RuntimeError: DataLoader worker is killed by signal
(Marc Rostock) #2

Hi Vitaliy,
I think your approach is very interesting. One other usecase of working with redis would be storing the reference lists / labels also in redis, thereby maybe solving problems as discussed in this thread:
https://forums.fast.ai/t/runtimeerror-dataloader-worker-is-killed-by-signal/31277?u=marcmuc

The huge advantage of using redis vs. pandas dfs (your Alternative 2) is that redis would store the data in an outside “central” process and managing the memory (even if a little slower), whereas with pandas dfs all the data would be “copied” into the worker processes leading to problems as discussed in said thread.


(Ilia) #3

Definitely sounds like an interesting idea.

Just a small remark, I’ve generated 50K per class (~17M PNG images 256x256, RGB) in a few hours as I can recall, on my machine.

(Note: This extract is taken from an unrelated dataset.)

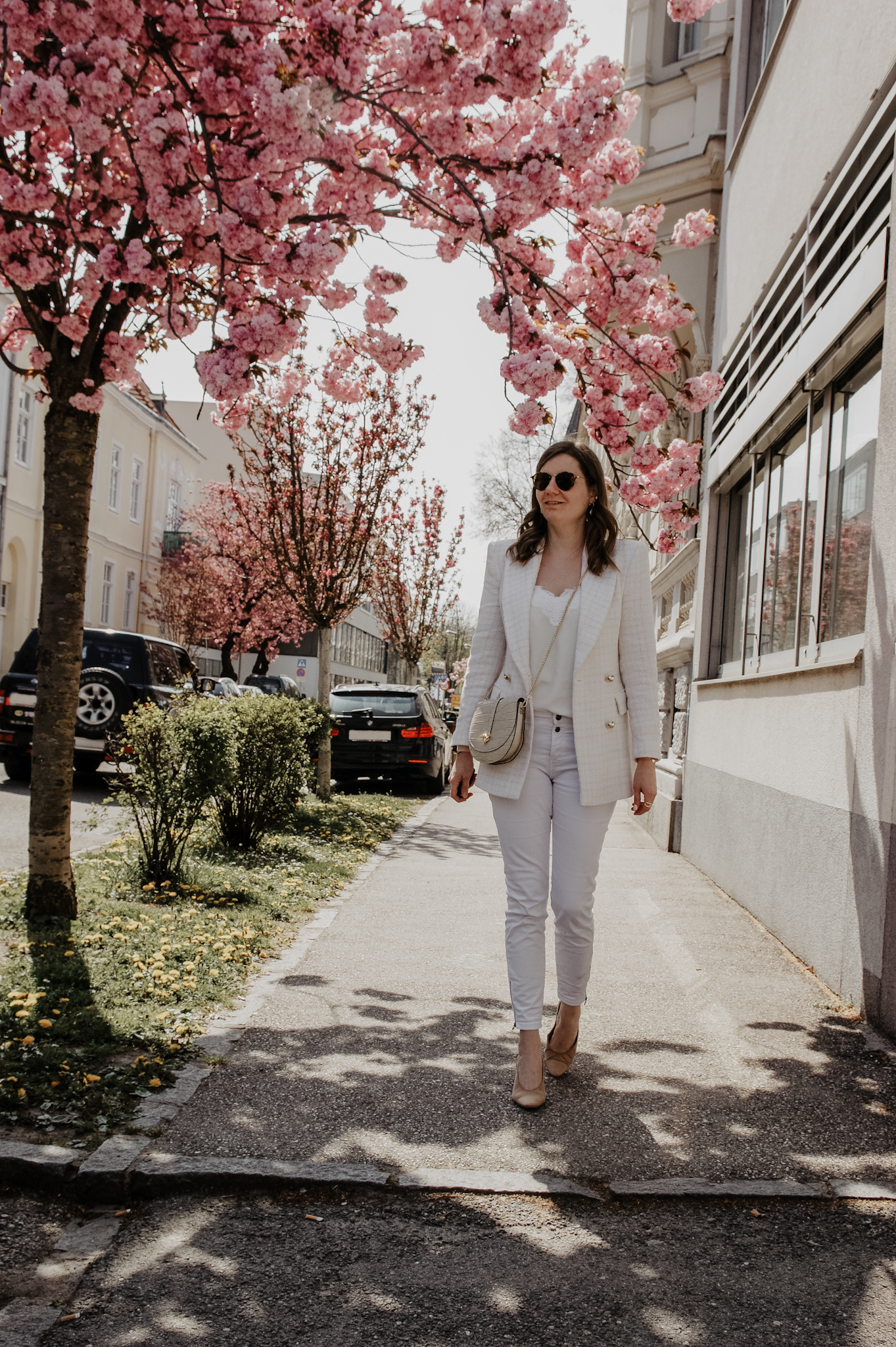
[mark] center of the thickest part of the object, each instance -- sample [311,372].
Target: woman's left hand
[645,786]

At least, much faster then 325/3 hours :smile: Not sure why it takes so long on AWS? I believe the whole dataset conversion shouldn’t take too much time if you have enough cores and enough space on your SSD. Also, for that specific competition, I was generating images on the fly with a custom Dataset implementation.

Though probably you’ve used the “full” dataset instead of simplified one?

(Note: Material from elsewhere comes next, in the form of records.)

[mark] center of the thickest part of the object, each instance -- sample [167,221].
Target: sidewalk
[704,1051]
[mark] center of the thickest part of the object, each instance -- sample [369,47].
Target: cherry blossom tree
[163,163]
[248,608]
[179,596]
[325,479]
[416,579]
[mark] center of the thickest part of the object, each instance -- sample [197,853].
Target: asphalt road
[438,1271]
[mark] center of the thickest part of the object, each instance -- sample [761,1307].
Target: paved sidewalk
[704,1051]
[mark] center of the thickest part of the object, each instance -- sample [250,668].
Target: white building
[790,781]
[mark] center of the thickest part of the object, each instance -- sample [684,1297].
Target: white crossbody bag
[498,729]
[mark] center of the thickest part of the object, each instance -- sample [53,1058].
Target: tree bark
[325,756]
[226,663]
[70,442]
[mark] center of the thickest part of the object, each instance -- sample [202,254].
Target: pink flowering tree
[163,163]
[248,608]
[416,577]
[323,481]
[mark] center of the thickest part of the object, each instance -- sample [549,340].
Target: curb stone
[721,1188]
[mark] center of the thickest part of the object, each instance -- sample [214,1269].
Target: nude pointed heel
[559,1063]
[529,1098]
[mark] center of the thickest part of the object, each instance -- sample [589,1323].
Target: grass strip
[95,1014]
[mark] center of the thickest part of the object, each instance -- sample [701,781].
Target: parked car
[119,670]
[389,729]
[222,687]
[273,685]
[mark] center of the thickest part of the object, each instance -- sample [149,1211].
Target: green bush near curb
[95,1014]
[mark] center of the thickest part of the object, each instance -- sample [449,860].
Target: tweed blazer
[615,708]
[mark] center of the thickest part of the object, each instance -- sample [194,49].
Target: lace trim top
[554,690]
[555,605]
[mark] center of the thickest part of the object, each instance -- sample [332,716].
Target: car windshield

I am not sure about Alternative 2 though because of this thing. I am doing exactly this with my custom dataset and getting a huge memory leak. (Though probably I am doing something wrong also). So in my case, the worst problem is that old batches are kept in the RAM during training epoch.

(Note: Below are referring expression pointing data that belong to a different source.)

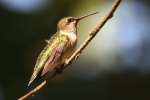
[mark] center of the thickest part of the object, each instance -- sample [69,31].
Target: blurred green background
[115,66]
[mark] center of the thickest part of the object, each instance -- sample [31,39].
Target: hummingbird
[59,47]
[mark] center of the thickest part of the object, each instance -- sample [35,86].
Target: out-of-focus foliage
[115,66]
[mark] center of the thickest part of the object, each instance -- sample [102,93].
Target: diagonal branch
[76,54]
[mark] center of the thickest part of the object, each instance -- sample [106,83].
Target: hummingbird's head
[69,24]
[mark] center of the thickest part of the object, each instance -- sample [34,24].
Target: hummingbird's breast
[71,45]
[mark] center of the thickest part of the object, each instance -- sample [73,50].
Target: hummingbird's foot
[59,69]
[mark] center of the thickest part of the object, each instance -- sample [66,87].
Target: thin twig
[77,53]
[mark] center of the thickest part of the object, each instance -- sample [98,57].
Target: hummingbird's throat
[71,35]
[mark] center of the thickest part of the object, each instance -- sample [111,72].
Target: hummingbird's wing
[54,58]
[47,59]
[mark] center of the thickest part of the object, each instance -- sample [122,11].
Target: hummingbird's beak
[82,17]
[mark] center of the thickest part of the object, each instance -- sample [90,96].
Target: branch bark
[77,53]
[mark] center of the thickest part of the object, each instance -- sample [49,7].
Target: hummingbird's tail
[34,75]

@marcmuc How do you think, can we get the same leakage even in the case of Redis? Like, at the end of the day, we still need to put the data into RAM and if DataLoader is a guy who leaks memory due to python-specific multiprocessing implementation, then Redis will not help too much.


(Marc Rostock) #4

Well in theory bottom up from pytorch the only thing to do is to create a dataset that has a __getitem__ method that retrieves things from redis and a __len__ method that returns a “fixed” number that was somehow stored there at the same time the data was put into redis (so we know how many items are there). This means the actual python object of the dataset does not contain any data but just references to redis. There are no lists to change or reference counters to count up in the python objects, so this should in theory be enough.
The thing is though, that this may work in regular pyorch, but I am not sure about the current state of things with fastai, because basically the “Dataset” has been hidden away and all we deal with are ItemList objects (which is also why Vitaliys implementation above will not work anymore out of the box with all the changes, data_block api etc. in the last 2 months)
And those ItemLists obviously store these huge lists of filenames and also the labels in dicts/lists/arrays and that leads to the problem when “copying” them to workers I think. So one would have to change how an ItemList works and change the methods in there to also store all those lists in a redis database and query from there. Which I think is totally possible, but I am not very knowlegable with the fastai source code.


(Vitaliy Bondarenko) #5

Hi Marc,

thank you for your message. I think your analysis about alternatives is very interesting and I am happy that Redis approach makes sense. I’ve also found recently, that it is possible to speed it up a bit loading a minibatch at once https://discuss.pytorch.org/t/torch-dataloader-gives-torch-tensor-as-ouput/31084/6?u=ptrblck


(Vitaliy Bondarenko) #6

I am curious if pytorch v.1 has a fix for memory leak.

As for your question about long conversion, i’ve used just quick, not-palatalized piece of code on non-optimized instance :). I though it is ok for benchmark.